It's been a fast and furious transition for both students and staff since COVID-19, while a robust mix of off-campus resources keeps San Bernardino Valley College students moving toward their academic excellence.  
From the start of the pandemic, Scott Thayer, Ed.D. Vice President of Student Services, said campus leaders drilled down on the challenges students were facing to continue their online studies.  
Adjusting academically was a big part of the process. Internet access and Chromebooks available for checkout was a priority, along with a wide variety of mental health counseling services.  
“When you talk about the mental health challenges, I think a lot of it is that change is difficult, especially change that hasn't been planned for. This was very abrupt,” he said.  
The campus regularly updates for COVID-19 resources. President Diana Rodriguez has held weekly and biweekly Zoom meetings for students. The Office of Student Life Zooms a virtual yoga platform to keep students physically and emotionally agile.  
Dr. Thayer said that staff is creative in connecting students to clubs and programs, even as they are physically distanced from the brick and mortar campus.  
Engagement is the key to mitigating isolation, he added.  
“We're dealing with a lot of stressors. That's the part we want to help to address,” he said. “Unemployment is another major hit. Many students fall into the essential worker category with a high risk of exposure, while many others have lost jobs in the economic downturn.”  
Whether professionally, personally, emotionally, or academically, he sees how Valley College students and staff are rising to the challenge to get successfully through their education.  
“With everything that they're dealing with, the ability to maintain enrollment and continue their education -- it's just a great testament to their resiliency,” he said.  
Many students are not only swinging their own study schedules while being at home, but also acting as teachers to their own children. Before Coronavirus, they could visit the library to find some quiet time to focus on their education.  
Now at home, the process of learning is taking on a new dynamic.  
Dr. Elaine Akers said she is concerned that job loss, along with being confined in tight spaces, also magnifies stress and family conflicts.  

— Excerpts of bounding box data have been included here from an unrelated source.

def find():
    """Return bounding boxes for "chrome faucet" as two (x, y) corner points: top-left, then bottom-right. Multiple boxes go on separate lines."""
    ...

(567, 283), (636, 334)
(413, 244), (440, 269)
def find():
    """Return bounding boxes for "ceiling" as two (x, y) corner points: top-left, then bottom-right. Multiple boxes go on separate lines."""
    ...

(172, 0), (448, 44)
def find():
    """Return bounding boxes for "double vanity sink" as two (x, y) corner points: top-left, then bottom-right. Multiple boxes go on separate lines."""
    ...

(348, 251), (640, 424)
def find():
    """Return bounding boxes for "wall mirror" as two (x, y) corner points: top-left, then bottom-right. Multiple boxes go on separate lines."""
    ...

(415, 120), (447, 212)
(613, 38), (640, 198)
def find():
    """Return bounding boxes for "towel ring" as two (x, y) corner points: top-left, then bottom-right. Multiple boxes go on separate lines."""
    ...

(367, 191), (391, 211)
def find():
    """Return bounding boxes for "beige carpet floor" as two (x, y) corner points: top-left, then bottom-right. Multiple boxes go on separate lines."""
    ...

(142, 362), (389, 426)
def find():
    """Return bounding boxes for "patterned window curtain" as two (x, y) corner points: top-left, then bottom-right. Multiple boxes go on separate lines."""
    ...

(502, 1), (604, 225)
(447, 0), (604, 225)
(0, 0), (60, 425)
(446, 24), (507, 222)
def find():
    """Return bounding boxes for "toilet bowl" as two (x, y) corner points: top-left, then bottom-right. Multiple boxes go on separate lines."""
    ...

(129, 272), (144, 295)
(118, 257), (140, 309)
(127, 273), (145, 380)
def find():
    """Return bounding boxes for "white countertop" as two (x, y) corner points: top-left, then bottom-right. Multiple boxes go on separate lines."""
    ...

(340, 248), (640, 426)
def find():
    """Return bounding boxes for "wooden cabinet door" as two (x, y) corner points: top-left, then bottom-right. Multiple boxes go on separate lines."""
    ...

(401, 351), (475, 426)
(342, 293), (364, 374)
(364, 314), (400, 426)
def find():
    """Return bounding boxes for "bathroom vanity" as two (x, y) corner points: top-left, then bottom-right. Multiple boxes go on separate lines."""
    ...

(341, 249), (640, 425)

“They're adjusting to a virtual environment for college, and the normal challenge of putting food on the table, and a roof over their head," said Dr. Akers, coordinator (Faculty) Student Health Services.  
SBVC offers an array of support services for parents with children at home. Through her department, students receive a whole host of online resources for health and mental health support. Virtual counseling is available, some operate after-hours with a 24/7 text number, which she said is popular.  
They can confidentially text to connect with a trained mental health worker.  
“A lot of students like to use this crisis text because you can be in a group and nobody knows what you're saying," she said. "In a crowded environment, it's hard to find the privacy to even talk to someone on the phone."  
Counseling services are available to students via HIPAA Compliant Zoom applications. They can also access many apps online, crisis and mental health services to help them stay calm and carry on.  
The campus also provides access to the food pantry so no one has to go hungry.  
“From a more general standpoint, all of us are struggling, but some of our students are struggling more,” Dr. Akers said.  
In moving through these hard times, she recommends students try one new thing each day when it comes to exercise, nutrition and rest.  
"Students need to know they're not alone in experiencing stress and mental health issues they never had before, the loneliness and isolation, and they need to reach out for help,” she said. “Don't suffer in isolation.”